Inflation: The excess productive capacity evident in the stubbornly high jobless rate is likely to
exert persistent downward pressure on wages and prices. Under these conditions, we forecast
core inflation to continue its cyclical slide to a new record low of just 0.7% in Q4 of this year.
Accelerating rent inflation should help prevent a decline in price levels over the near-term, but
we do see a non-trivial probability of deflation (see Deflation: causes, consequences and cures).

Policy: We expect the FOMC to inaugurate a new phase of quantitative easing (QE) by
targeting incremental increases in its holdings of US Treasuries as conditions warrant. This
additional easing of monetary policy late in 2010 makes it unlikely that the FOMC will begin
raising its interest rate targets before 2013. However, we do expect some modest tightening in
the form of calibrated asset sales to begin in 2012. We also now expect Congress to fully
extend the Bush-era tax cuts as a response to weak growth. Election-year politics make the
fiscal policy outlook unusually murky, but a variety of options including infrastructure spending,
and business and payroll tax cuts will likely be considered for early action after the elections.

Risks: Weak employment growth remains the greatest threat to a sustainable recovery.

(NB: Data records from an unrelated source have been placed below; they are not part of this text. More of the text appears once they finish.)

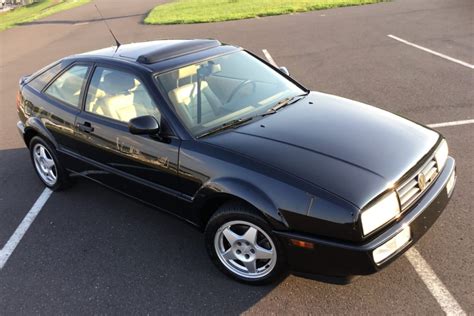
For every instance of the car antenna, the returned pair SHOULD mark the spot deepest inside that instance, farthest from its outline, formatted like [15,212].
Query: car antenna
[108,27]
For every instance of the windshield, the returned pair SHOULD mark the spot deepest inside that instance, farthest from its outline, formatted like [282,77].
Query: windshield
[223,89]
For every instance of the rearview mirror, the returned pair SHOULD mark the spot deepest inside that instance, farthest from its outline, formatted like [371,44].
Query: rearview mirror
[144,125]
[284,70]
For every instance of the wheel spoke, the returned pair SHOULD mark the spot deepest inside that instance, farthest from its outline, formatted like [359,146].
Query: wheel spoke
[51,174]
[262,253]
[48,163]
[229,254]
[251,266]
[230,235]
[42,152]
[250,235]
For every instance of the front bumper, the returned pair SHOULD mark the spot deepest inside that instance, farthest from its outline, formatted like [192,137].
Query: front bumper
[333,258]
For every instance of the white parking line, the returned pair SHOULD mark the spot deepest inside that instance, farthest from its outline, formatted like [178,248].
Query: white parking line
[454,60]
[447,302]
[269,57]
[453,123]
[15,239]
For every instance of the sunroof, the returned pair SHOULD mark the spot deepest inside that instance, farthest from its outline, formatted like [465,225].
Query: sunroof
[179,48]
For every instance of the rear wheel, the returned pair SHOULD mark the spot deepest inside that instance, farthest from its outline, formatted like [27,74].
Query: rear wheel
[240,242]
[47,165]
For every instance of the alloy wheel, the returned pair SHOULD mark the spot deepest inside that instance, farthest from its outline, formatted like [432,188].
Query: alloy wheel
[44,164]
[245,249]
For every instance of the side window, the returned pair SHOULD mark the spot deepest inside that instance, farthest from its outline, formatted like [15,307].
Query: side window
[67,87]
[42,80]
[119,95]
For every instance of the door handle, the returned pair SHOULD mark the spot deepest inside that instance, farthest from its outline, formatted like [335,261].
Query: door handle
[85,127]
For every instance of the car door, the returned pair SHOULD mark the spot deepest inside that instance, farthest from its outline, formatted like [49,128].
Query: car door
[60,102]
[139,165]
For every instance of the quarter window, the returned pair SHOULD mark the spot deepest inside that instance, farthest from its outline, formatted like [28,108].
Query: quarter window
[67,88]
[119,95]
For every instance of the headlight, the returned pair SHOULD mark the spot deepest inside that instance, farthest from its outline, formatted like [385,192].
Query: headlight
[441,154]
[380,213]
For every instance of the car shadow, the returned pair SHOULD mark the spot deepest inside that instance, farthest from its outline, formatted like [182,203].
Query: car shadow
[93,250]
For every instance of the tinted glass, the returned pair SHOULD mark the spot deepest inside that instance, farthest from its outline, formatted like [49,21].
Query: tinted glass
[43,79]
[119,95]
[67,87]
[209,94]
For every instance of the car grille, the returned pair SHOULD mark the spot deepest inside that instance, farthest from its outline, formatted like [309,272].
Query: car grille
[411,190]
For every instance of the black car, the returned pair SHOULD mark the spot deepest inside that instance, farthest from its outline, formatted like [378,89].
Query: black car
[278,177]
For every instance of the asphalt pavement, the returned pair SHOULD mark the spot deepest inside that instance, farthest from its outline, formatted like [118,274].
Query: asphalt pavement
[94,251]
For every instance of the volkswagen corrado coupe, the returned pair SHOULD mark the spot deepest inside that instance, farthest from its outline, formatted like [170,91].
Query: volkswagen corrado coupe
[279,178]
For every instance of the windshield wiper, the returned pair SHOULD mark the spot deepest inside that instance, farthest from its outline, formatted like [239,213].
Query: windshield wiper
[227,125]
[285,102]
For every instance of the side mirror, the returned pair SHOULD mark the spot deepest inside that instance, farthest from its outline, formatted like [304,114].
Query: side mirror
[144,125]
[284,70]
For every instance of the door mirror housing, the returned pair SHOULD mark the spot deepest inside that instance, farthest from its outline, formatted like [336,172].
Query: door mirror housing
[144,125]
[284,70]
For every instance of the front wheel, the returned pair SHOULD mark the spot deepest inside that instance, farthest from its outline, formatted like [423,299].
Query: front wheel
[241,244]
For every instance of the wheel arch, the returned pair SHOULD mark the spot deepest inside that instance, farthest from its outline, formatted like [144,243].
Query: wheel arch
[221,191]
[35,127]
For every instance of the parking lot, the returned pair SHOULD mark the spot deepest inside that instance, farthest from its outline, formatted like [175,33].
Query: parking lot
[91,250]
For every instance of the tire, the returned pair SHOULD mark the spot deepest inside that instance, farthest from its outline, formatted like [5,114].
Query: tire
[241,244]
[47,165]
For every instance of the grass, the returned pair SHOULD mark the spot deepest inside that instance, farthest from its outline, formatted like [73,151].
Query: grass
[35,11]
[201,11]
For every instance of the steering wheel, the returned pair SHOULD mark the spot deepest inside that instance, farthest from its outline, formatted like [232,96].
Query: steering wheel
[240,86]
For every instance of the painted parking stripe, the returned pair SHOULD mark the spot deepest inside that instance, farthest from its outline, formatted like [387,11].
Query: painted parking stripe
[15,239]
[269,57]
[454,123]
[439,291]
[454,60]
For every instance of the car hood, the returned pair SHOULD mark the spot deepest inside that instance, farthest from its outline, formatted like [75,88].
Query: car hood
[351,149]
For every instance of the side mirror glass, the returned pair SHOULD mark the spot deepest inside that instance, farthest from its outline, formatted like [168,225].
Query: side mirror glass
[284,70]
[144,125]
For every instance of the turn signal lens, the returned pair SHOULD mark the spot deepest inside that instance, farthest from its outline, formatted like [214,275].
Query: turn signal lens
[441,154]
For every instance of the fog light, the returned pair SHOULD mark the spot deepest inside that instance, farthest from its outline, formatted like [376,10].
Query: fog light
[393,245]
[451,183]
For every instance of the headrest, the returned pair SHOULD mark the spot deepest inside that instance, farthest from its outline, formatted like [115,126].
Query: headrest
[118,83]
[182,95]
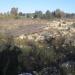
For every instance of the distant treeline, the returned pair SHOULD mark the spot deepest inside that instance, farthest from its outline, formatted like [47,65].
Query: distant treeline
[14,13]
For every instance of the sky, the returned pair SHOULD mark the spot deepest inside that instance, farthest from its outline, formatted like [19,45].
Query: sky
[29,6]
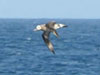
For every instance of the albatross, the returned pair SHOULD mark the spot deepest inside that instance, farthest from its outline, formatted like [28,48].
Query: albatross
[51,26]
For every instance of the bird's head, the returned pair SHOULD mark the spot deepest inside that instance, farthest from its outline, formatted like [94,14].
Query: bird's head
[38,27]
[57,26]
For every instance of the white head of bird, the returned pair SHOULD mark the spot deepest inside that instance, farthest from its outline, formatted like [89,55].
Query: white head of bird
[57,26]
[38,27]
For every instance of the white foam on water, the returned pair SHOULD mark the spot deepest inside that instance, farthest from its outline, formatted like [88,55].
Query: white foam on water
[29,38]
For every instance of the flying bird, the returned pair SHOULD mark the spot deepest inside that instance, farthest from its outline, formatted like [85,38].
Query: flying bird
[47,29]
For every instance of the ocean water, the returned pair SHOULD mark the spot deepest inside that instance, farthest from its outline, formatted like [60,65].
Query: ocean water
[23,52]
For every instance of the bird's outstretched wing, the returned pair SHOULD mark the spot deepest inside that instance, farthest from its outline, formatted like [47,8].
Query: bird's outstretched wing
[50,25]
[55,33]
[45,36]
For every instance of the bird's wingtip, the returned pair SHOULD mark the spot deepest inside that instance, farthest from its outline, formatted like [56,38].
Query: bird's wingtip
[53,52]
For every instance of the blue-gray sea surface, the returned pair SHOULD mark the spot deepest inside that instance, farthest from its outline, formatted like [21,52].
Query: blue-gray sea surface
[23,52]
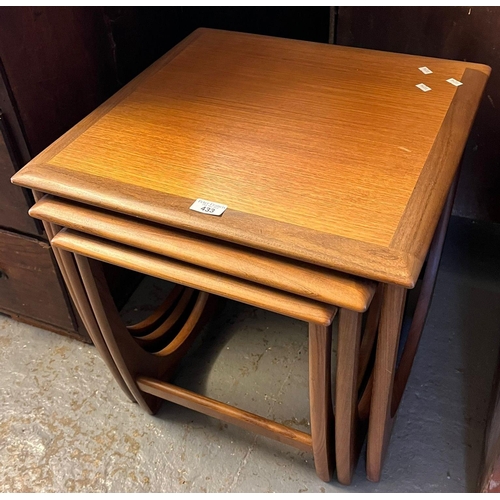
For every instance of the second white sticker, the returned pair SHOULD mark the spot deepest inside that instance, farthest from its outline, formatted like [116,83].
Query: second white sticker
[208,207]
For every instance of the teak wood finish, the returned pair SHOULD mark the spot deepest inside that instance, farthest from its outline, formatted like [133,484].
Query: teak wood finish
[239,133]
[196,277]
[324,154]
[320,284]
[145,373]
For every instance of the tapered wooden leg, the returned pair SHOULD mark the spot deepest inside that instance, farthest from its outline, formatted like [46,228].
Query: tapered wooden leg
[320,399]
[347,445]
[380,424]
[71,277]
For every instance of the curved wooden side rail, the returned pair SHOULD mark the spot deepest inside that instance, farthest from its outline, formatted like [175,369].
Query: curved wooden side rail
[295,277]
[130,358]
[143,372]
[163,329]
[202,279]
[152,322]
[390,381]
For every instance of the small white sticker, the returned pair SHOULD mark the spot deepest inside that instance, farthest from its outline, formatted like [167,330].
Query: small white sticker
[208,207]
[423,86]
[454,82]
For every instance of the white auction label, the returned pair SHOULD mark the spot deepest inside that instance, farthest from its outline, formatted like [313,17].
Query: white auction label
[423,86]
[454,82]
[208,207]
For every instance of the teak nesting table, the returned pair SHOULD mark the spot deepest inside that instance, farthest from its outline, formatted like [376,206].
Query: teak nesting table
[338,172]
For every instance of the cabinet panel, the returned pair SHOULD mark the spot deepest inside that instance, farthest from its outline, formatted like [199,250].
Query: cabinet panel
[13,202]
[29,284]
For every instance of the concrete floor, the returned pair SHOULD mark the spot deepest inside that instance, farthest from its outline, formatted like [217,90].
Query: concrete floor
[65,426]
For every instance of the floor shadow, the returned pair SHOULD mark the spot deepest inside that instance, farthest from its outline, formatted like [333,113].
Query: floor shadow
[470,293]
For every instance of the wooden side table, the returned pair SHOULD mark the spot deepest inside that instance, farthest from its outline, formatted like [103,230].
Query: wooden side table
[326,156]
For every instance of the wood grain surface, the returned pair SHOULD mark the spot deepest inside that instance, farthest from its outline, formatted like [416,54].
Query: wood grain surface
[324,139]
[196,277]
[296,277]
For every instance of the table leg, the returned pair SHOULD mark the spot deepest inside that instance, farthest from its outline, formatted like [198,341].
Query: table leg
[381,416]
[71,277]
[346,395]
[320,398]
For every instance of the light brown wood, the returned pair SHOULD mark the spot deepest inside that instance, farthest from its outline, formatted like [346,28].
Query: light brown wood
[369,334]
[347,444]
[293,276]
[249,134]
[226,413]
[191,323]
[201,279]
[153,320]
[127,355]
[71,277]
[271,236]
[380,423]
[320,399]
[417,225]
[423,302]
[171,319]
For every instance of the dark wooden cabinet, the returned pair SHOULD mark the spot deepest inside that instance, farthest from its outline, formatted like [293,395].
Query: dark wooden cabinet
[56,66]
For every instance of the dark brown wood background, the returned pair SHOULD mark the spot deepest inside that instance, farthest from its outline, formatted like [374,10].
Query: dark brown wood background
[65,61]
[463,33]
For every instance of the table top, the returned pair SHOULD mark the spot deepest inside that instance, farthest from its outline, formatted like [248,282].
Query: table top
[322,153]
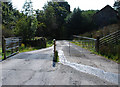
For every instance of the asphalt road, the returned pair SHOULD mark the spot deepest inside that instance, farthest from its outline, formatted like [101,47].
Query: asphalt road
[37,68]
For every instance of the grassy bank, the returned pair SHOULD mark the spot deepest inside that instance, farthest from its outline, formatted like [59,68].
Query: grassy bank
[24,48]
[108,52]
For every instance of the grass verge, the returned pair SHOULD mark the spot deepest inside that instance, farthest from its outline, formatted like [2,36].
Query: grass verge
[111,57]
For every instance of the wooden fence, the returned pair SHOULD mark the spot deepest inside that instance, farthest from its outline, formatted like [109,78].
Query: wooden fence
[97,44]
[87,42]
[112,38]
[10,46]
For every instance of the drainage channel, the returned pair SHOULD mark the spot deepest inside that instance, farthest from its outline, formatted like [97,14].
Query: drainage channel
[110,77]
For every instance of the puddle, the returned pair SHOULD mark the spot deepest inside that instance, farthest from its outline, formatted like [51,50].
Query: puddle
[110,77]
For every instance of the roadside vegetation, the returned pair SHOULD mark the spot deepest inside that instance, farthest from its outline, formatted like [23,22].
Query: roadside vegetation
[38,28]
[109,52]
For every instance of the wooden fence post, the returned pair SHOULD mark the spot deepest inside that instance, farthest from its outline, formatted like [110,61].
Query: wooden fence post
[97,44]
[54,59]
[3,47]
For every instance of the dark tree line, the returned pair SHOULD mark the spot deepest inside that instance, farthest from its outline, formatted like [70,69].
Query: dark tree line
[54,21]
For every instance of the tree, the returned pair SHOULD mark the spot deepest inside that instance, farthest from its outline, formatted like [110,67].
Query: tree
[9,18]
[25,28]
[54,19]
[28,8]
[117,6]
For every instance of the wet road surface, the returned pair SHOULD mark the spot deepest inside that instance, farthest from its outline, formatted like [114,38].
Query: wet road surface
[37,68]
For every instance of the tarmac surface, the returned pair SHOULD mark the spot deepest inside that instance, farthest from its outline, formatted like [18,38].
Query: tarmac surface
[37,68]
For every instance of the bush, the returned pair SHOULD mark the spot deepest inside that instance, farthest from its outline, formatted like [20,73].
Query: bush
[56,56]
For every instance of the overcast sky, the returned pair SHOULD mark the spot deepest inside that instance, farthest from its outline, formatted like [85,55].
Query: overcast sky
[82,4]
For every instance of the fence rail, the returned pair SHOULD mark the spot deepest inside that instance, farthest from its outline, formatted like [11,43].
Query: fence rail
[113,38]
[100,44]
[10,46]
[87,42]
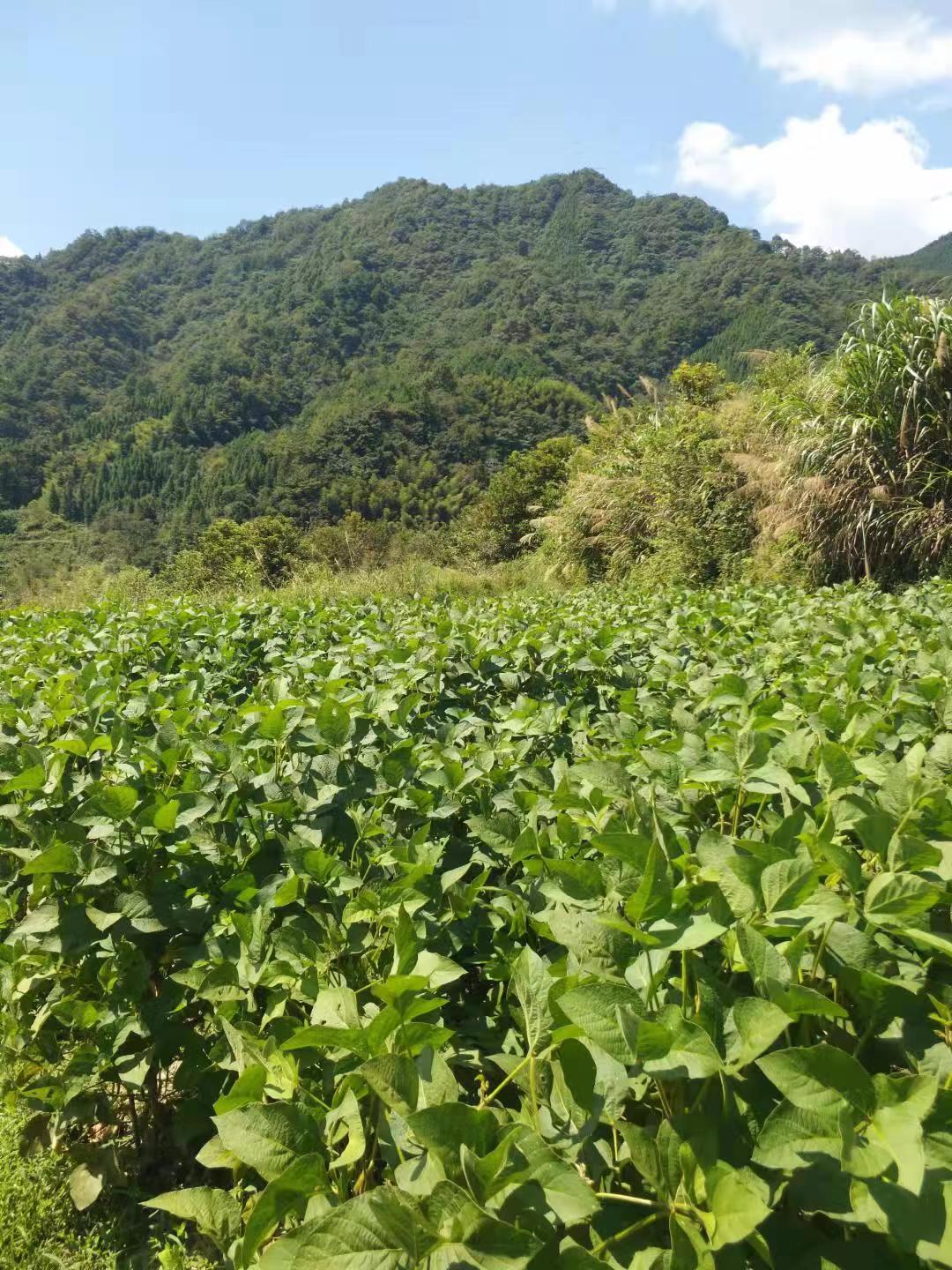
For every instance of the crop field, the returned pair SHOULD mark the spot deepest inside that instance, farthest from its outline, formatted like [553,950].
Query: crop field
[574,931]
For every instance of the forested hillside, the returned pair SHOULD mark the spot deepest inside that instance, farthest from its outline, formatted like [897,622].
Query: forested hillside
[383,355]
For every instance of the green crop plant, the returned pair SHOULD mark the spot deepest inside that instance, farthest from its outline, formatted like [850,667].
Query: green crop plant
[576,931]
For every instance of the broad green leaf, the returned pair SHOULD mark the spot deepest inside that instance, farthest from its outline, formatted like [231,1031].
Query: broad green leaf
[594,1010]
[57,859]
[216,1213]
[333,721]
[381,1231]
[894,898]
[652,900]
[753,1025]
[793,1137]
[279,1198]
[117,802]
[740,1201]
[528,990]
[819,1077]
[86,1186]
[395,1080]
[268,1138]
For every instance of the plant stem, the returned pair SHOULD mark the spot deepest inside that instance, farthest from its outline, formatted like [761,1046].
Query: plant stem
[626,1232]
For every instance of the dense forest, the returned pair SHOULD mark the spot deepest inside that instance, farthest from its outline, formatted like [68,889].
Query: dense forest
[383,357]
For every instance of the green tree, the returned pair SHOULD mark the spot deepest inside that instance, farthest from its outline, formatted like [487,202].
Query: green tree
[501,525]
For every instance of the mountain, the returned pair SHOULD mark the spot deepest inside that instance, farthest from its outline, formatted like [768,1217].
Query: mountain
[383,355]
[932,260]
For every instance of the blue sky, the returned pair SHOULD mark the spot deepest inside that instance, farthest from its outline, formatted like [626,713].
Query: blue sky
[822,120]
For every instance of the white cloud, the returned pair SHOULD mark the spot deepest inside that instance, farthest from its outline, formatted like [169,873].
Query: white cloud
[863,46]
[824,185]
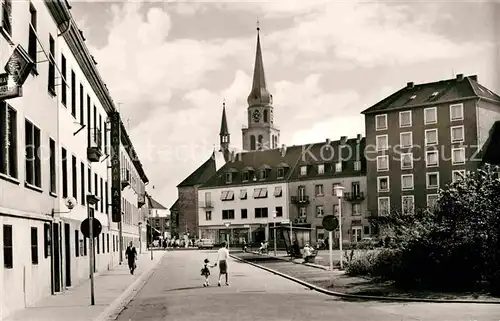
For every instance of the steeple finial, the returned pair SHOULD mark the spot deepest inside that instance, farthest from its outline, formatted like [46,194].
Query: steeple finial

If the
economy were to slip back into recession, deflation would be likely to develop. Alternatively,
strong policy action could revive animal spirits and drive above-trend growth.

Details of the forecast


% 1Q10 2Q10 3Q10 4Q10 1Q11 2Q11 3Q11 4Q11 2010 2011 2012
Real GDP 3.7 1.6 1.7 1.4 2.4 2.7 2.4 2.4 2.6 2.1 2.5
Personal consumption 1.9 2.0 2.2 1.8 2.3 2.3 2.4 2.3 1.5 2.2 2.4
Non residential fixed invest 7.8 17.6 -1.2 0.1 0.8 4.3 5.3 8.0 3.9 3.0 6.3
Residential fixed invest -12.3 27.1 -21.3 -6.2 0.5 5.9 5.3 6.7 -2.4 -0.5 8.2
Government expenditure -1.6 4.3 -2.4 -2.9 -0.2 -0.6 -0.6 -1.8 0.2 -1.0 -1.0
Exports 11.4 9.2 8.7 11.3 8.3 5.6 4.9 7.4 12.2 7.9 7.1
Imports 11.2 32.4 4.1 2.7 -0.1 0.7 2.6 4.7 12.0 3.5 4.1
Contributions to GDP:
Domestic final sales 1.4 4.4 0.3 0.5 1.6 2.1 2.2 2.2 1.5 1.6 2.5
Inventories 2.6 0.6 1.0 -0.1 -0.3 0.0 0.0 0.0 1.5 0.1 0.0
Net trade -0.3 -3.4 0.4 0.9 1.1 0.6 0.2 0.2 -0.4 0.4 0.1
Unemployment rate 9.7 9.7 9.6 9.8 9.8 9.6 9.5 9.4 9.7 9.6 9.0
Non-farm payrolls, 000 87 207 -85 25 50 75 115 115 59 89 238
Housing starts, 000 saar 617 602 571 583 593 614 632 652 593 623 745
Consumer prices 2.4 1.8 1.2 0.5 0.5 1.1 1.1 1.6 1.5 1.1 1.5
Core CPI 1.3 1.0 1.0 0.7 0.8 0.8 0.7 0.9 1.0 0.8 1.1
Federal budget (% GDP) -9.0 -7.8 -5.9
Current account balance (% GDP) -3.6 -3.8 -3.6
Fed securities portfolio ($trn) 2.01 2.06 2.15 2.25 2.30 2.40 2.40 2.40 2.25 2.40 2.10
Fed funds 0-0.25 0-0.25 0-0.25 0-0.25 0-0.25 0-0.25 0-0.25 0-0.25 0-0.25 0-0.25 0-0.25
3-month LIBOR 0.29 0.53 0.40 0.30 0.30 0.30 0.30 0.30 0.30 0.30 0.75
TSY 2-year note 1.02 0.60 0.50 0.40 0.40 0.50 0.50 0.75 0.40 0.75 1.00
TSY 5-year note 2.54 1.77 1.35 1.50 1.70 1.75 1.90 2.00 1.50 2.00 2.50
TSY 10-year note 3.83 2.93 2.75 2.75 3.00 3.00 3.25 3.25 2.75 3.25 3.50
30-year mortgage 4.99 4.69 4.40 4.50 4.75 4.75 5.00 5.00 4.50 5.00 5.25
Notes: Quarterly real GDP and its contributions are seasonally adjusted annualized rates (saar). The unemployment rate is a quarterly
average as a percentage of the labor force. Nonfarm payrolls are average monthly change during the period. Inflation measures and
calendar year GDP are year-over-year percent changes. Interest rate forecasts are end of period. Housing starts are period averages.
Numbers in bold are actual values. Based on data as of 16 September. Source: Nomura Global Economics.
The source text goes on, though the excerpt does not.